I would love to hear your questions, show ideas, or comments about the show. Feel free to shoot me an e-mail! As always you can follow along with The Beginning Farmer and Crooked Gap Farm by checking out these links ... 

**Special Note :: A few users are experiencing issues downloading the show on iTunes. If you have any experience with podcasts and how they can play nicely with iTunes I would love some suggestions.**

(if you are interested in the music in this episode check out my brother's record label, Historic Records) 


Donna OShaughnessy said...

Ethan, we have been doing this pastured livestock, organic farm thing for over 18 years and we are STILL learning. We often participate or sponsor farm tours and learn so much visiting other farms and letting others visit us.Books are helpful but helping with your own two hands is the most valuable knowledge ever gained. You are welcome to "intern" anytime with us. All meals, a nice bed and tons of raw milk included!

Anonymous said...

I have not done an internship or worked for a farmer - and I totally agree, I would have benefited enormously from that. I did have the good fortune to grow up on a small mixed farm, so that I did come into this with an inkling of the work, dirt, ups and downs, pros and cons of working with animals, etc. I took a continuing education organic farming course that our local college offered not long after we moved to the farm (about 14 years ago) and while in some ways the course was not that useful to me (it was heavy into how to get certified status, and focussed entirely on vegetable and fruit production), I did learn the importance of creating a business plan, and I did learn about some resources to follow up on - the most important being that someone loaned me Pastured Poultry Profits by Joel Salatin.

With regard to your five points - some of them kind of flow from and around each other - things get broken and you fix them, go with the flow, and three generations farming together - I think it's the "been there, done that" perspective that the older two generations can give the youngest - the knowledge that the sun will rise tomorrow, it will rain eventually, the baler has always acted up, you just have to keep adjusting the tension. I don't have that, despite my childhood, none of my family who farmed are left. My husbands family has not farmed in 3 generations, and so we rely heavily on the knowledge and patience of neighbours, and there we are richly blessed.

Ahhh...planning. I am not good at this. Or - I am so good at creating the plan that I don't get around to carrying it out.
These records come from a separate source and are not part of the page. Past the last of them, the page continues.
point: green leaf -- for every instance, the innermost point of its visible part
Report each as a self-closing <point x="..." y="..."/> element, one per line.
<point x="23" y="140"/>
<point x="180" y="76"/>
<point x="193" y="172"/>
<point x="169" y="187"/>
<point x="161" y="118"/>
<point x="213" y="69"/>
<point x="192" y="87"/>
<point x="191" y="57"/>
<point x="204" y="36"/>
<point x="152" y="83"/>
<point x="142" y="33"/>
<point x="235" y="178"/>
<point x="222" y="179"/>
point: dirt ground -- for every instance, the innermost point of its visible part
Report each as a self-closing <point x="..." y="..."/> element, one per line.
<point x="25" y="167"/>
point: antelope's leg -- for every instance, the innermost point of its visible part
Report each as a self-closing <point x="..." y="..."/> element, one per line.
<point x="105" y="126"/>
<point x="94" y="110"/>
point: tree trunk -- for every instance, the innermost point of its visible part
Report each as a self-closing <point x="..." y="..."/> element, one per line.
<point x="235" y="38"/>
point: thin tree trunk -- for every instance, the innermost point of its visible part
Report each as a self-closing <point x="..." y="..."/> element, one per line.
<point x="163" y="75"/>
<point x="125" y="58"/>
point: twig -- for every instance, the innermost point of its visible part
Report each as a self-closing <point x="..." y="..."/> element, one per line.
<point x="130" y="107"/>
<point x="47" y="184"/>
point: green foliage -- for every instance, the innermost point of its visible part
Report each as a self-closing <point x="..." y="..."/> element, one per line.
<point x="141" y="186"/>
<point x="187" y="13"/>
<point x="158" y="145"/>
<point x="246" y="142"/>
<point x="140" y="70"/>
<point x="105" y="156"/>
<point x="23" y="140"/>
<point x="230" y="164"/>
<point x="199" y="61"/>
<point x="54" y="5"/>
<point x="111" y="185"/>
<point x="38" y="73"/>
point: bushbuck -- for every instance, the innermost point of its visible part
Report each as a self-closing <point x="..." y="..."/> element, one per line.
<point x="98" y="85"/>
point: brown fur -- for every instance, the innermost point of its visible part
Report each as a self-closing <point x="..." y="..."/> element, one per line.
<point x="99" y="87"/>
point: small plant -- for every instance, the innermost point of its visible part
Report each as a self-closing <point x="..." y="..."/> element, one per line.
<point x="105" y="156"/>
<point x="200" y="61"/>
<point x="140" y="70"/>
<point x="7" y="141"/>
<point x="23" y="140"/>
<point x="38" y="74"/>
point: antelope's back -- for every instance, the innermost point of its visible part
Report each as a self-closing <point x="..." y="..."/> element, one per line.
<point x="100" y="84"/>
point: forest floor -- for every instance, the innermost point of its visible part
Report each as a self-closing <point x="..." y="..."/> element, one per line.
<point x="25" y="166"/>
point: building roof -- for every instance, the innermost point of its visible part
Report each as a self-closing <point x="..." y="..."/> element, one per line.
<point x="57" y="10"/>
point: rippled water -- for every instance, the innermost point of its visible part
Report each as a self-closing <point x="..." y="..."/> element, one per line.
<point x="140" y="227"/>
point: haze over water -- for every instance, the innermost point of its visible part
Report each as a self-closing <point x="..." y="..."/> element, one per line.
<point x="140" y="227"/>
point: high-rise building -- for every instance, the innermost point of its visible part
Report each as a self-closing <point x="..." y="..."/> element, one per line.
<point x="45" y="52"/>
Typically I plan backwards, forcing myself into action - I order chicks and set my processing dates, and then have to figure out where to brood, how to build another pasture shelter, etc. This year, we got two piglets to grow out to see if we like doing them (we do), and ordered them without really having a good idea of where we would house them, or how electric fence worked (I know now). This kind of planning works in that it forces things to get done, but it does mean that I often end up with a "temporary" solution because I ran out of time - and then of course, the temporary solution becomes the permanent one, except that it was so poorly constructed that it needs constant patching and mending to hold together.

So, obviously, you were speaking right at me this week. Thanks.